Menurut keterangan yang dihimpun IPMKY, kasus bermula sehari sebelumnya, 15 September 2025, ketika seorang siswa OAP menggambar sketsa manusia di papan tulis. Lukisan tersebut awalnya dipuji oleh teman-temannya. Namun, seorang siswa non-OAP justru mengeluarkan kata-kata rasis dengan menyamakan wajah pelukis dengan “monyet”.
Pernyataan tersebut memicu kemarahan. Keesokan harinya, siswa-siswi OAP menanyakan langsung perihal ucapan tersebut. Situasi memanas hingga berujung pada pengeroyokan, kemudian berlanjut dengan aksi pembakaran kios milik keluarga siswa non-OAP yang diduga melontarkan ujaran rasis. Api dengan cepat merembet ke deretan kios di sepanjang Jalan Trans Wamena–Elelim, hingga aparat keamanan dikerahkan.
Dalam upaya pengendalian massa, aparat disebut melepaskan tembakan. Peluru nyasar mengenai sejumlah warga, mengakibatkan empat korban dari pihak OAP. Seorang di antaranya, bernama Zadrak Yohame, dilaporkan meninggal dunia. Jenazahnya telah dipulangkan ke kampung halamannya di Hubakma, Elelim.
Hingga Rabu (17/9), kondisi di Elelim masih mencekam. Aparat gabungan dari Wamena telah dikerahkan untuk memperkuat pengamanan, sementara warga setempat memilih tetap waspada karena khawatir konflik meluas.
IPMKY menilai peristiwa di Yalimo bukan insiden biasa, melainkan bukti berulang dari diskriminasi rasial terhadap orang Papua. Menurut mereka, ucapan rasis “monyet” yang memicu kerusuhan adalah bagian dari pola stigma dan kolonialisme yang dialami orang Papua sejak lama.

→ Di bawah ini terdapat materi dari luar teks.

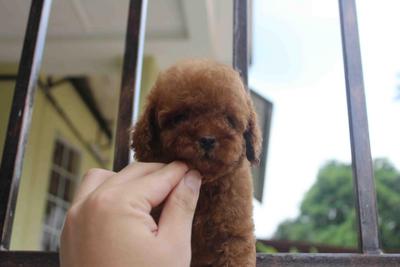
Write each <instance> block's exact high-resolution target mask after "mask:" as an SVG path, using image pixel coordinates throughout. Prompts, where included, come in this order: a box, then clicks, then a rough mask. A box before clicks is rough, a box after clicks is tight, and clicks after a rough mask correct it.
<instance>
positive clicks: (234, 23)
mask: <svg viewBox="0 0 400 267" xmlns="http://www.w3.org/2000/svg"><path fill="white" fill-rule="evenodd" d="M247 15H248V0H234V4H233V68H234V69H235V70H237V71H238V72H239V73H240V76H242V79H243V82H244V84H245V86H246V88H248V87H247V86H248V77H247V76H248V71H247V69H248V65H249V55H248V54H249V52H248V39H247V32H248V29H247V20H248V16H247Z"/></svg>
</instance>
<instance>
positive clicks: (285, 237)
mask: <svg viewBox="0 0 400 267" xmlns="http://www.w3.org/2000/svg"><path fill="white" fill-rule="evenodd" d="M374 171H375V186H376V190H377V198H378V211H379V230H380V233H381V242H382V246H383V248H384V249H394V248H397V249H398V248H400V238H399V236H400V174H399V172H398V171H397V170H396V169H395V168H394V166H393V165H392V164H391V163H390V162H389V161H388V160H386V159H377V160H375V161H374ZM354 203H355V202H354V197H353V180H352V169H351V166H350V165H348V164H344V163H339V162H336V161H331V162H328V163H327V164H326V165H324V166H323V167H322V168H321V169H320V171H319V173H318V177H317V181H316V182H315V184H314V185H313V186H312V187H311V188H310V190H309V191H308V192H307V193H306V195H305V197H304V199H303V201H302V203H301V206H300V215H299V216H298V217H297V218H295V219H293V220H286V221H284V222H283V223H281V224H280V225H279V226H278V229H277V231H276V233H275V236H274V237H275V238H277V239H288V240H303V241H309V242H315V243H325V244H331V245H337V246H347V247H356V246H357V230H356V216H355V208H354V207H355V206H354V205H355V204H354Z"/></svg>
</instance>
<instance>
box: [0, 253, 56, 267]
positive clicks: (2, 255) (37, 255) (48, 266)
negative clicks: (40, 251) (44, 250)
mask: <svg viewBox="0 0 400 267" xmlns="http://www.w3.org/2000/svg"><path fill="white" fill-rule="evenodd" d="M0 266H1V267H3V266H4V267H58V266H59V261H58V253H55V252H40V251H0Z"/></svg>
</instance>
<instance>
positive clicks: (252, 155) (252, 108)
mask: <svg viewBox="0 0 400 267" xmlns="http://www.w3.org/2000/svg"><path fill="white" fill-rule="evenodd" d="M250 107H251V112H250V116H249V120H248V123H247V129H246V131H245V132H244V134H243V135H244V139H245V141H246V156H247V159H248V160H249V161H250V163H251V164H253V165H256V164H258V163H259V162H260V153H261V143H262V138H261V132H260V128H259V126H258V122H257V114H256V112H255V111H254V108H253V105H252V103H251V102H250Z"/></svg>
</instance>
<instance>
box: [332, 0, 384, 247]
mask: <svg viewBox="0 0 400 267" xmlns="http://www.w3.org/2000/svg"><path fill="white" fill-rule="evenodd" d="M339 8H340V22H341V30H342V46H343V58H344V67H345V78H346V92H347V107H348V116H349V128H350V139H351V153H352V164H353V176H354V181H355V192H356V200H357V201H356V203H357V204H356V208H357V215H358V226H359V246H360V248H361V250H362V252H363V253H372V254H373V253H380V248H379V236H378V219H377V208H376V192H375V185H374V175H373V169H372V159H371V149H370V143H369V133H368V119H367V110H366V103H365V94H364V81H363V72H362V65H361V53H360V43H359V36H358V26H357V14H356V4H355V0H339Z"/></svg>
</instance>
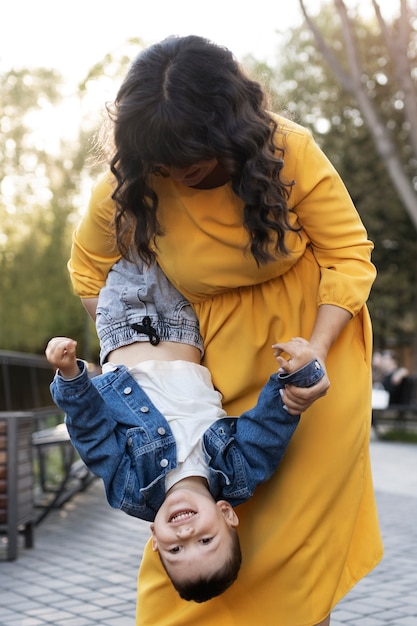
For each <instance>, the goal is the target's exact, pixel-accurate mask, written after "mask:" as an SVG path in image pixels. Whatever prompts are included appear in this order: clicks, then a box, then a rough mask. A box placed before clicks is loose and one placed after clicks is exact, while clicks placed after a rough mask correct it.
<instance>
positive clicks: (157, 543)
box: [151, 524, 158, 552]
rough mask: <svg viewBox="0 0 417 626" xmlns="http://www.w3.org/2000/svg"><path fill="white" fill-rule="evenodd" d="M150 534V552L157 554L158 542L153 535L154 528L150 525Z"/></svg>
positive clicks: (154, 527)
mask: <svg viewBox="0 0 417 626" xmlns="http://www.w3.org/2000/svg"><path fill="white" fill-rule="evenodd" d="M151 533H152V550H153V551H154V552H158V540H157V538H156V535H155V526H154V525H153V524H151Z"/></svg>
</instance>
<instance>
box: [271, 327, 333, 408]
mask: <svg viewBox="0 0 417 626" xmlns="http://www.w3.org/2000/svg"><path fill="white" fill-rule="evenodd" d="M272 348H273V349H274V356H275V358H276V359H277V361H278V363H279V365H280V367H281V368H282V369H283V370H285V372H287V373H288V374H291V373H292V372H295V371H296V370H298V369H300V367H303V366H304V365H306V364H307V363H308V362H309V361H311V360H312V359H314V358H317V357H316V355H315V354H314V351H313V349H312V347H311V345H310V343H309V342H308V341H307V340H306V339H303V338H302V337H294V338H293V339H291V341H287V342H285V343H275V344H274V345H273V346H272ZM284 353H285V354H287V355H288V356H289V359H285V358H284V357H283V356H282V354H284ZM317 360H318V361H319V362H320V365H321V366H322V368H323V369H324V376H323V378H322V379H321V380H319V382H318V383H316V384H315V385H313V387H296V386H295V385H286V386H285V388H284V391H283V396H282V399H283V401H284V404H285V406H286V407H287V410H288V412H289V413H290V414H291V415H297V414H298V413H303V412H304V411H305V410H306V409H308V407H309V406H311V405H312V404H313V402H315V401H316V400H317V399H318V398H321V397H322V396H325V395H326V393H327V391H328V389H329V387H330V381H329V379H328V376H327V372H326V368H325V364H324V363H323V362H322V360H321V359H320V358H317Z"/></svg>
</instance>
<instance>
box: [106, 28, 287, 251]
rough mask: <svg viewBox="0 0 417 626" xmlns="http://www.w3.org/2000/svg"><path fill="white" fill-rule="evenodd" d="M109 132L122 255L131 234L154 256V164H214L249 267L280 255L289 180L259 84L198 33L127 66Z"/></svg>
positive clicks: (284, 221) (155, 217) (215, 46)
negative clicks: (153, 186) (274, 136)
mask: <svg viewBox="0 0 417 626" xmlns="http://www.w3.org/2000/svg"><path fill="white" fill-rule="evenodd" d="M107 108H108V113H109V117H110V120H111V121H112V122H113V130H114V153H113V156H112V158H111V162H110V166H111V171H112V172H113V174H114V176H115V178H116V183H117V184H116V188H115V191H114V193H113V196H112V197H113V200H114V201H115V204H116V218H115V225H116V235H117V243H118V246H119V248H120V251H121V253H122V254H126V241H127V239H128V234H129V233H132V230H133V237H134V243H135V245H136V247H137V250H138V252H139V255H140V256H141V257H142V259H143V260H144V261H146V262H151V261H152V260H153V259H154V256H155V255H154V252H153V251H152V246H155V245H156V238H157V237H158V236H161V235H163V233H162V231H161V228H160V224H159V222H158V213H157V209H158V197H157V195H156V193H155V191H154V190H153V189H152V187H151V186H150V184H149V175H150V174H152V173H157V172H156V171H155V164H163V165H168V166H170V165H171V166H176V167H185V166H190V165H193V164H194V163H197V162H199V161H204V160H209V159H212V158H216V159H217V160H218V162H219V163H220V164H221V166H222V167H223V168H224V170H225V171H226V172H227V173H228V175H229V176H230V182H231V187H232V190H233V192H234V193H235V194H237V195H238V196H239V197H240V198H241V199H242V200H243V202H244V216H243V221H244V225H245V227H246V229H247V231H248V233H249V236H250V250H251V253H252V255H253V257H254V258H255V259H256V261H257V262H258V263H266V262H268V261H270V260H272V259H273V258H274V256H273V254H271V243H272V244H273V248H272V249H273V252H274V253H277V252H280V253H283V254H286V253H287V249H286V246H285V241H284V236H285V232H286V231H287V230H295V229H294V228H292V227H291V226H290V224H289V221H288V207H287V199H288V196H289V189H290V186H291V183H289V181H288V182H287V183H284V182H283V181H281V179H280V171H281V169H282V167H283V150H282V148H281V149H280V150H278V149H277V147H276V146H274V142H273V138H274V133H275V131H276V127H277V125H276V123H275V122H274V121H273V119H272V118H271V116H270V115H269V114H268V113H267V110H266V97H265V93H264V91H263V89H262V87H261V85H260V84H259V83H258V82H256V81H254V80H251V79H249V78H248V77H247V76H246V75H245V73H244V71H243V69H242V68H241V66H240V65H239V63H238V62H237V61H236V59H235V57H234V56H233V54H232V53H231V52H230V51H229V50H227V49H226V48H224V47H222V46H219V45H216V44H214V43H212V42H211V41H209V40H207V39H204V38H202V37H198V36H193V35H191V36H188V37H177V36H172V37H168V38H167V39H164V40H163V41H161V42H159V43H157V44H155V45H152V46H150V47H148V48H146V49H145V50H143V51H142V52H141V53H140V54H139V55H138V56H137V57H136V59H135V60H134V61H133V63H132V65H131V67H130V69H129V71H128V73H127V76H126V78H125V80H124V81H123V83H122V85H121V87H120V89H119V91H118V93H117V96H116V100H115V102H114V103H113V104H112V105H109V106H108V107H107Z"/></svg>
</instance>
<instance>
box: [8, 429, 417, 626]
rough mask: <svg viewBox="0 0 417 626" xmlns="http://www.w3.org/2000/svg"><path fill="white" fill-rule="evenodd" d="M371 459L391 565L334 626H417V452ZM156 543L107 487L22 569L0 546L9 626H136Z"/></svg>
mask: <svg viewBox="0 0 417 626" xmlns="http://www.w3.org/2000/svg"><path fill="white" fill-rule="evenodd" d="M371 459H372V464H373V472H374V477H375V486H376V496H377V502H378V507H379V514H380V522H381V530H382V535H383V539H384V545H385V556H384V559H383V561H382V562H381V563H380V565H378V566H377V567H376V568H375V569H374V571H373V572H371V573H370V574H369V575H368V576H367V577H366V578H364V579H363V580H361V581H360V582H359V583H358V584H357V585H356V586H355V587H354V589H352V591H351V592H350V593H349V594H348V596H346V597H345V598H344V599H343V600H342V601H341V602H340V603H339V604H338V606H337V607H335V609H334V611H333V613H332V620H331V626H358V624H360V626H417V594H416V589H417V568H416V563H417V524H416V520H417V489H416V485H417V446H404V445H403V444H389V443H388V444H387V442H379V441H375V440H373V441H372V443H371ZM148 537H149V524H148V523H147V522H141V521H138V520H136V519H134V518H132V517H130V516H128V515H124V514H123V513H121V512H120V511H116V510H114V509H111V508H110V507H109V506H108V505H107V503H106V501H105V497H104V492H103V489H102V486H101V483H100V482H99V481H95V482H94V483H93V484H92V485H90V486H89V488H88V489H87V490H86V491H85V492H83V493H80V494H78V495H77V496H76V497H74V498H73V499H72V500H71V501H70V502H69V503H67V504H66V505H65V506H64V507H63V508H62V509H60V510H57V511H54V512H52V513H51V515H50V516H48V517H47V518H46V519H45V520H44V521H43V522H42V523H41V524H40V526H38V527H37V528H36V530H35V547H34V548H33V549H30V550H28V549H25V548H24V547H23V543H22V544H21V545H20V546H19V558H18V559H17V560H16V561H14V562H11V563H10V562H7V561H6V560H5V553H6V544H5V542H4V537H3V538H1V537H0V598H1V600H0V624H1V626H134V624H135V612H136V607H135V603H136V585H137V576H138V569H139V565H140V558H141V555H142V551H143V547H144V545H145V543H146V541H147V539H148ZM132 546H133V548H132Z"/></svg>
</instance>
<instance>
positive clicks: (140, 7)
mask: <svg viewBox="0 0 417 626" xmlns="http://www.w3.org/2000/svg"><path fill="white" fill-rule="evenodd" d="M280 5H281V6H280ZM301 19H302V18H301V13H300V10H299V8H298V1H297V0H287V1H286V2H281V3H280V2H279V0H252V1H249V2H248V1H246V2H245V0H243V1H242V0H209V1H208V2H199V1H198V0H146V1H145V0H72V1H71V2H65V0H8V1H7V3H4V5H3V7H2V19H1V23H0V67H1V68H2V69H9V68H10V67H14V68H17V67H30V66H35V65H37V66H43V67H57V68H58V69H60V71H61V73H62V74H63V75H64V76H69V77H75V76H77V77H78V78H80V77H83V76H84V74H85V73H86V72H87V70H88V69H89V68H90V67H91V66H92V65H93V64H94V63H95V62H97V61H100V60H101V59H102V58H103V56H104V55H105V54H106V53H107V52H110V51H112V50H114V49H117V48H118V47H119V46H121V45H123V43H124V42H125V41H126V40H127V39H128V38H129V37H140V38H141V39H142V40H143V41H144V42H145V43H146V44H148V43H153V42H155V41H158V40H160V39H163V38H164V37H166V36H168V35H172V34H177V35H188V34H197V35H202V36H205V37H208V38H210V39H212V40H213V41H215V42H216V43H219V44H222V45H225V46H227V47H228V48H230V49H231V50H232V52H234V53H235V55H236V56H237V57H238V58H241V57H242V56H244V55H245V54H247V53H252V54H254V55H255V56H256V57H257V58H258V59H260V60H267V58H268V57H270V56H271V55H272V54H273V52H274V50H275V49H276V47H277V44H278V41H279V35H278V34H277V31H279V30H281V31H285V30H286V29H288V27H289V26H290V25H295V24H297V23H301Z"/></svg>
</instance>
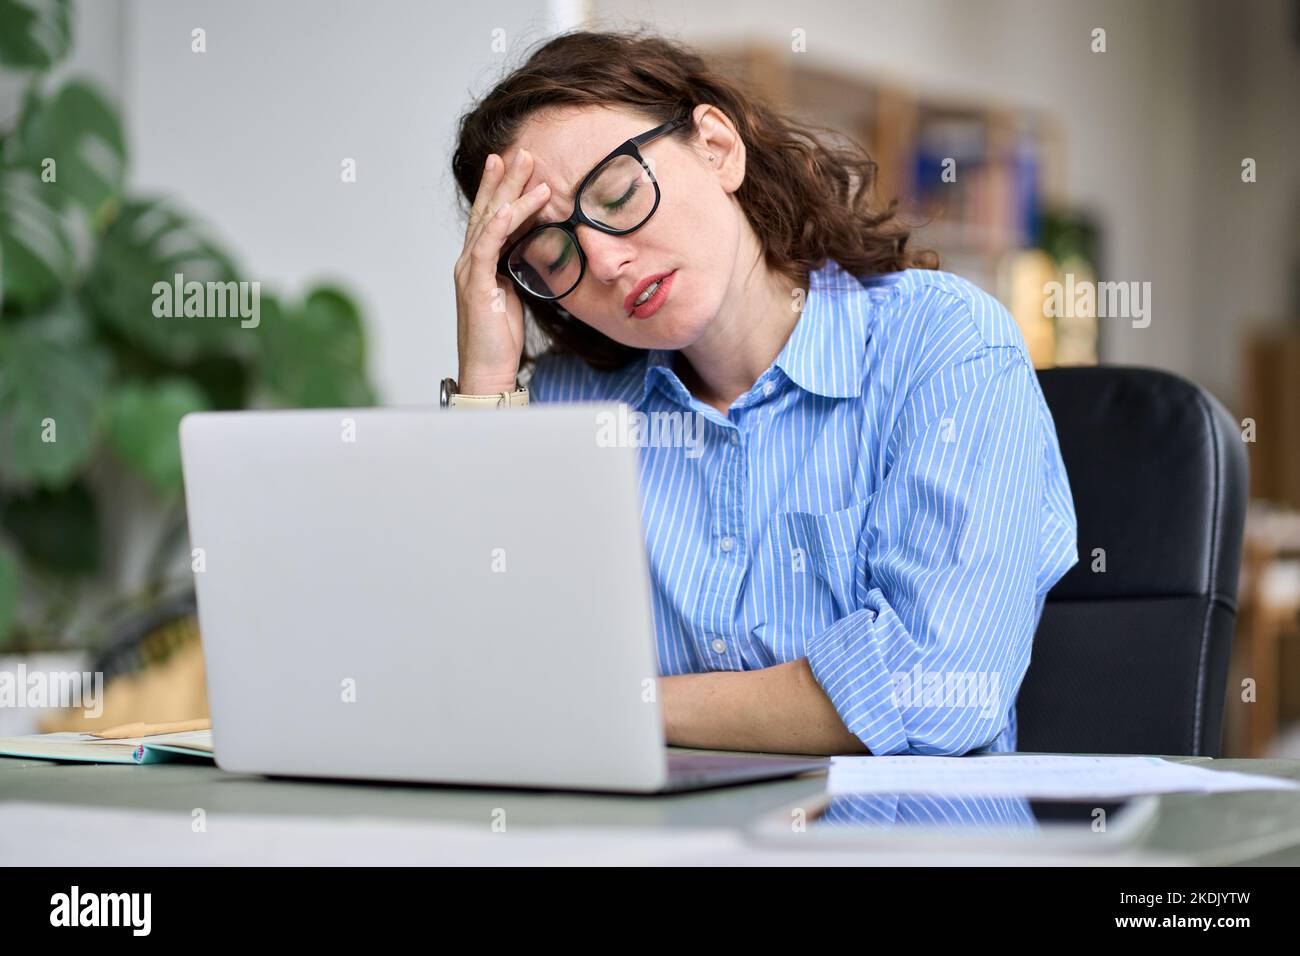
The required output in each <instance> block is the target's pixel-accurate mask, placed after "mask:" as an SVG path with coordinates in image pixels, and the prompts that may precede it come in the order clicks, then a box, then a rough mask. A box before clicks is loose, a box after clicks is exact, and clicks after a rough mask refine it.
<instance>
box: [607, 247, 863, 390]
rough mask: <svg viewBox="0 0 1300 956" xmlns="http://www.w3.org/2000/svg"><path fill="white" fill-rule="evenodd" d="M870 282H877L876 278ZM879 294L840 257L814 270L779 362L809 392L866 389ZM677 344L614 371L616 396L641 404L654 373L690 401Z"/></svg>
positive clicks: (780, 368)
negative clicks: (626, 366) (672, 366)
mask: <svg viewBox="0 0 1300 956" xmlns="http://www.w3.org/2000/svg"><path fill="white" fill-rule="evenodd" d="M871 287H875V286H874V284H871ZM872 295H874V294H872V293H870V291H868V286H866V285H863V282H862V281H859V280H858V278H855V277H854V276H853V274H852V273H849V272H846V271H845V269H844V268H842V267H841V265H840V264H839V263H837V261H836V260H835V259H827V263H826V265H823V267H822V268H819V269H814V271H813V272H810V273H809V293H807V298H806V300H805V303H803V313H802V315H801V316H800V320H798V321H797V323H796V324H794V329H793V330H792V332H790V337H789V339H787V342H785V346H784V347H783V349H781V351H780V354H779V355H777V356H776V360H775V363H774V364H775V365H777V367H779V368H780V369H781V371H783V372H785V375H787V376H788V377H789V378H790V380H792V381H793V382H794V384H796V385H798V386H800V388H802V389H803V390H805V392H811V393H815V394H818V395H826V397H828V398H852V397H854V395H859V394H862V378H863V365H865V363H866V352H867V339H868V338H870V332H871V321H872V320H874V317H875V310H874V308H872V304H874V302H875V298H874V297H872ZM672 356H673V351H672V350H666V349H651V350H649V351H647V352H646V354H645V355H643V356H642V358H641V359H638V360H637V362H633V363H630V364H629V365H628V367H627V368H624V369H620V371H619V372H615V373H614V375H615V381H614V384H612V386H611V393H612V394H611V398H612V401H621V402H627V403H628V405H630V406H633V407H640V406H642V405H643V403H645V401H646V398H647V397H649V395H650V390H651V389H653V388H654V382H655V378H659V377H662V378H663V380H664V385H666V386H667V388H668V389H669V390H672V392H673V393H675V394H676V395H677V398H679V399H680V401H682V402H684V403H688V405H689V402H690V395H689V393H686V389H685V386H684V385H682V384H681V380H680V378H679V377H677V376H676V373H675V372H673V371H672Z"/></svg>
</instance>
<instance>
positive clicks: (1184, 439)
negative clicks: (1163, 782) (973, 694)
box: [1017, 367, 1247, 757]
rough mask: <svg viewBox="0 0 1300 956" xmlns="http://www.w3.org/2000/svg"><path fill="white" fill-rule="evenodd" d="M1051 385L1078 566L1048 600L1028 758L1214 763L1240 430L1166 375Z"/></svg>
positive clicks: (1043, 631) (1242, 454) (1222, 698)
mask: <svg viewBox="0 0 1300 956" xmlns="http://www.w3.org/2000/svg"><path fill="white" fill-rule="evenodd" d="M1039 381H1040V384H1041V385H1043V394H1044V395H1045V397H1047V399H1048V406H1049V407H1050V408H1052V416H1053V418H1054V420H1056V429H1057V436H1058V438H1060V442H1061V454H1062V458H1063V459H1065V466H1066V471H1067V472H1069V475H1070V488H1071V490H1073V492H1074V506H1075V514H1076V516H1078V519H1079V563H1078V564H1075V566H1074V567H1073V568H1070V571H1069V572H1067V574H1066V575H1065V578H1062V579H1061V580H1060V581H1058V583H1057V585H1056V587H1054V588H1053V589H1052V591H1050V592H1049V593H1048V598H1047V605H1045V606H1044V610H1043V619H1041V620H1040V622H1039V630H1037V633H1036V636H1035V639H1034V654H1032V658H1031V662H1030V670H1028V672H1027V674H1026V676H1024V683H1023V684H1022V687H1021V695H1019V698H1018V701H1017V717H1018V722H1019V731H1018V741H1017V748H1018V749H1021V750H1039V752H1074V753H1167V754H1197V756H1210V757H1217V756H1218V754H1219V748H1221V743H1222V731H1223V702H1225V697H1226V692H1227V687H1226V683H1227V667H1229V657H1230V652H1231V649H1232V635H1234V630H1235V626H1236V581H1238V568H1239V566H1240V559H1242V532H1243V523H1244V520H1245V499H1247V466H1245V450H1244V447H1243V444H1242V434H1240V431H1239V428H1238V425H1236V424H1235V423H1234V421H1232V419H1231V416H1230V415H1229V414H1227V411H1226V410H1225V408H1223V406H1222V405H1219V403H1218V402H1217V401H1216V399H1214V398H1213V397H1212V395H1210V394H1209V393H1206V392H1205V390H1204V389H1201V388H1199V386H1196V385H1193V384H1192V382H1190V381H1186V380H1183V378H1179V377H1178V376H1175V375H1170V373H1169V372H1160V371H1154V369H1147V368H1115V367H1109V368H1108V367H1101V368H1056V369H1048V371H1043V372H1040V373H1039ZM1095 549H1101V551H1102V553H1097V551H1096V550H1095ZM1101 559H1104V562H1105V564H1104V567H1105V571H1101V570H1095V567H1097V568H1100V567H1101V563H1100V562H1101Z"/></svg>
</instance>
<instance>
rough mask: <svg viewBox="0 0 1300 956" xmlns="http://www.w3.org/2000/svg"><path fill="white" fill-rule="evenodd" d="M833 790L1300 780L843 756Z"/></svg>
mask: <svg viewBox="0 0 1300 956" xmlns="http://www.w3.org/2000/svg"><path fill="white" fill-rule="evenodd" d="M827 787H828V790H829V791H831V792H832V793H931V795H944V796H1024V797H1061V799H1071V797H1089V799H1091V797H1117V796H1136V795H1139V793H1180V792H1191V793H1218V792H1225V791H1238V790H1300V783H1296V782H1295V780H1287V779H1282V778H1278V777H1258V775H1255V774H1239V773H1234V771H1227V770H1208V769H1205V767H1201V766H1191V765H1187V763H1174V762H1173V761H1167V760H1162V758H1161V757H1087V756H1086V757H1079V756H1069V754H1028V753H1027V754H991V756H975V757H835V758H832V761H831V773H829V777H828V780H827Z"/></svg>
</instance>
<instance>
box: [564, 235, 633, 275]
mask: <svg viewBox="0 0 1300 956" xmlns="http://www.w3.org/2000/svg"><path fill="white" fill-rule="evenodd" d="M577 241H578V242H580V243H581V246H582V252H585V254H586V271H588V272H590V273H591V277H593V278H595V280H597V281H598V282H602V284H603V285H612V284H615V282H616V281H617V280H619V277H620V276H621V274H623V272H624V268H625V267H627V264H628V263H630V261H632V260H633V255H632V248H633V247H632V237H630V235H610V234H608V233H602V232H601V230H599V229H591V226H589V225H580V226H578V228H577Z"/></svg>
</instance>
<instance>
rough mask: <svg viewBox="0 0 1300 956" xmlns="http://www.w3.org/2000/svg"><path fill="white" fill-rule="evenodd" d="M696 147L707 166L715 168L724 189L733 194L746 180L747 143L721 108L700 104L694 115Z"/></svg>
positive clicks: (698, 105)
mask: <svg viewBox="0 0 1300 956" xmlns="http://www.w3.org/2000/svg"><path fill="white" fill-rule="evenodd" d="M693 117H694V121H695V130H697V133H695V148H697V150H699V151H702V152H701V156H702V159H703V163H705V165H707V166H708V168H710V169H714V170H715V172H716V174H718V179H719V182H720V183H722V186H723V189H724V190H727V191H728V193H735V191H736V190H737V189H740V185H741V182H744V181H745V143H744V140H742V139H741V138H740V134H738V133H737V131H736V125H735V124H733V122H732V120H731V117H729V116H727V113H724V112H723V111H722V109H719V108H718V107H715V105H712V104H708V103H701V104H699V105H698V107H695V109H694V113H693Z"/></svg>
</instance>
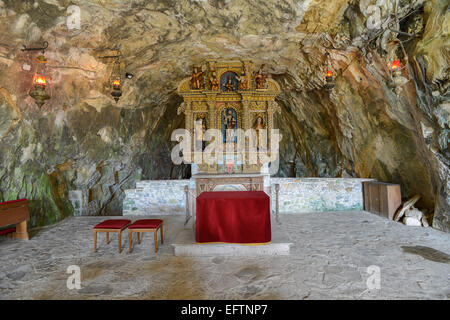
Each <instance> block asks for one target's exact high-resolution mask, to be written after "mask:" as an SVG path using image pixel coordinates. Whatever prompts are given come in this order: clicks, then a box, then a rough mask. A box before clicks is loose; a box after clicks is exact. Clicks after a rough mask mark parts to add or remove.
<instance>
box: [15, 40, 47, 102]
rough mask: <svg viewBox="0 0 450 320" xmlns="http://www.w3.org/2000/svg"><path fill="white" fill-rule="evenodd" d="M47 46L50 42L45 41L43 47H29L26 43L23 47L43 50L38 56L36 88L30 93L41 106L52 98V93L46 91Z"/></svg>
mask: <svg viewBox="0 0 450 320" xmlns="http://www.w3.org/2000/svg"><path fill="white" fill-rule="evenodd" d="M47 48H48V42H47V41H45V42H44V45H43V47H41V48H27V47H26V46H25V45H24V46H23V47H22V49H21V50H22V51H42V52H41V54H40V55H39V56H38V57H37V58H36V61H37V62H38V64H37V67H36V73H35V74H34V76H33V86H34V88H33V89H32V90H31V91H30V93H29V95H30V96H31V97H32V98H33V99H34V100H35V101H36V104H37V105H38V106H39V108H40V107H42V105H43V104H44V103H45V101H46V100H48V99H50V98H51V97H50V95H48V94H47V93H46V92H45V89H46V87H47V79H46V77H45V64H46V63H47V59H46V58H45V56H44V53H45V49H47Z"/></svg>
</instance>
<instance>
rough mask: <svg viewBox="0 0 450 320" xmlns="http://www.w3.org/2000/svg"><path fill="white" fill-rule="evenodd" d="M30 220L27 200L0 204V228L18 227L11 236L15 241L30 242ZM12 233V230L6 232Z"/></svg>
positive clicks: (29, 216) (5, 202) (9, 201)
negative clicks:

“Kematian Sadrak Yohame adalah bukti bahwa negara masih menggunakan pendekatan represif, bahkan terhadap pelajar. Papua bukan monyet, Papua adalah manusia ciptaan Tuhan dengan harkat dan martabat,” tegas pernyataan IPMKY.
Mereka juga menyebut tragedi ini mengingatkan pada kasus rasisme yang menimpa mahasiswa Papua di Surabaya dan Malang pada 2019, yang kala itu juga berujung pada aksi protes besar.
Dalam konferensi persnya, IPMKY menyampaikan enam poin tuntutan utama:
- Mengutuk segala bentuk tindakan rasisme terhadap pelajar dan rakyat Yalimo.
- Mengadili pelaku diskriminasi rasial terhadap pelajar dan rakyat Papua di Yalimo.
- Menghentikan pemeliharaan stigma rasis terhadap rakyat Papua di seluruh Tanah Papua.
- Mengungkap dan menangkap pelaku penembakan yang menewaskan Zadrak Yohame.
- Menarik pasukan militer organik dan non-organik dari wilayah Yalimo dan seluruh Tanah Papua.
- Menyatakan bahwa negara Indonesia rasis terhadap rakyat Papua.
IPMKY juga mendesak Komisi HAM PBB segera turun tangan untuk menjamin keselamatan, kenyamanan, dan keamanan rakyat sipil, khususnya pelajar dan mahasiswa Papua.
“Papua sedang berduka, tetapi perlawanan atas penindasan tidak bisa dipadamkan dengan peluru. Rasisme adalah musuh bersama, dan kami menegaskan: rakyat Papua bukan monyet,” tegas pernyataan IPMKY menutup konferensi pers.